À propos de la vie privée de Berenson, Samuels a naturellement beaucoup – peut-être trop – à nous dire. Berenson et sa femme Mary, qui travailla très étroitement avec lui dans son étude des Maîtres anciens et publièrent beaucoup dans ce domaine par elle-même, avaient ce que l'on appellerait de nos jours, je suppose, un mariage « ouvert ». Ils se confiaient régulièrement les détails intimes de leurs infidélités respectives et tentaient en général de maintenir une attitude « éclairée » envers les affaires de l'autre. Curieusement, ils ont rarement réussi à surmonter leur sensibilité à la jalousie et à d'autres émotions banales, et en vieillissant, c'était – inévitablement ? -- Mary Berenson qui a payé le prix émotionnel le plus élevé pour cet arrangement. Comme c'était généralement le cas avec Bernard Berenson, c'était son plaisir et sa convenance qui devaient être prioritaires, et Mary Berenson était obligée de faire les aménagements nécessaires.

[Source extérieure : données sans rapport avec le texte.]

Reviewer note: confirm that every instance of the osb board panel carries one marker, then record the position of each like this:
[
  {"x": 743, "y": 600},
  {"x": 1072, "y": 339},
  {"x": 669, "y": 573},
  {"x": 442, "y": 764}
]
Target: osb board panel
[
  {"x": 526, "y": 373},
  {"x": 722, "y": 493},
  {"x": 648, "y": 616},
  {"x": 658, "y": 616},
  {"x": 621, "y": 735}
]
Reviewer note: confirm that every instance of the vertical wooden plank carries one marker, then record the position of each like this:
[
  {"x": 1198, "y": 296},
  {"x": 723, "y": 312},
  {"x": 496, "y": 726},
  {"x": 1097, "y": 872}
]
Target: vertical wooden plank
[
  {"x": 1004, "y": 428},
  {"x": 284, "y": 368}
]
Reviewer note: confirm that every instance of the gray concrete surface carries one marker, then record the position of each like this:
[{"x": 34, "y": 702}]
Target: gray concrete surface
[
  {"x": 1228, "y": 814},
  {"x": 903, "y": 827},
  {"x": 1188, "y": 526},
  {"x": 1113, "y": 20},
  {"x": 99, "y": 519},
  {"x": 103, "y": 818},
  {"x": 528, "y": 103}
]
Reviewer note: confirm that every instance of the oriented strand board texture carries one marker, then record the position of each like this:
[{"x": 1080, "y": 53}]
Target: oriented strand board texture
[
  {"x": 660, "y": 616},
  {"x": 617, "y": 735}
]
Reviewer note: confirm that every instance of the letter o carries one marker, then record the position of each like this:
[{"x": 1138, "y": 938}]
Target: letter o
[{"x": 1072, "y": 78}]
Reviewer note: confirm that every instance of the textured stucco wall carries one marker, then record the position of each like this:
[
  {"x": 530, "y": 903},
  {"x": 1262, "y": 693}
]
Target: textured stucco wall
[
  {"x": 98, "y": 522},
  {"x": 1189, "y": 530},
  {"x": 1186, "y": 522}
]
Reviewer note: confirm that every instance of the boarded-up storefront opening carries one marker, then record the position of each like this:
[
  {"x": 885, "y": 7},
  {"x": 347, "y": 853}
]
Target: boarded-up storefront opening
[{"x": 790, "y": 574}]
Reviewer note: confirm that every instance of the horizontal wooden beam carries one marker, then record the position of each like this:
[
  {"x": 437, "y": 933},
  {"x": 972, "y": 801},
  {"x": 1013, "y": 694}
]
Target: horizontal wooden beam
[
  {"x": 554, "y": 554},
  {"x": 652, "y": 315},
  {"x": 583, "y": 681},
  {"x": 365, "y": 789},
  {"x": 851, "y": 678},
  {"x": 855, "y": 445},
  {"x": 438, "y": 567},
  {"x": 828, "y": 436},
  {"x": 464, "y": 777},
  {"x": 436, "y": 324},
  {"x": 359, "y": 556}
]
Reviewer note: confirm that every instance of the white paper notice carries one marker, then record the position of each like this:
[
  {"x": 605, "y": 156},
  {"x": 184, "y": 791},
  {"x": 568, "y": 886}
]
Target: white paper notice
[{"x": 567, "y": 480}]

Ce n'est pas, finalement, l'histoire du mariage des Berenson ni même l'histoire de la survie de Berenson en tant que juif américain dans une Europe dominée par Hitler et Mussolini qui donne à cette biographie son premier intérêt à notre attention. Ce qui a fait de Berenson une figure particulière de notre histoire, c'est l'attention soutenue qu'il a portée à déterminer en quoi consiste une grande réussite esthétique dans l'art. Comme l'a écrit le critique Clement Greenberg, celle de Berenson était « l'une des plus fines sensibilités jamais appliquées à l'étude de l'art », et c'est pour cette raison qu'il continue de nous intéresser. Tout le reste dans la vie de Berenson, bien que souvent fascinant, est en fin de compte subsidiaire à ce qu'il a accompli en approfondissant notre compréhension du grand art. Sur d'autres sujets, il n'a pas toujours été sage - comme cette biographie bien écrite nous le rappelle souvent. À propos de l'art qu'il chérissait, cependant, il se trompait rarement dans ses jugements esthétiques. Ce n'était pas une mince affaire, et toute personne ayant un intérêt sérieux pour l'art doit reconnaître sa dette envers elle. :: Hilton Kramer est l'éditeur de The New Criterion et l'auteur de 'The Revenge of the Philistins'.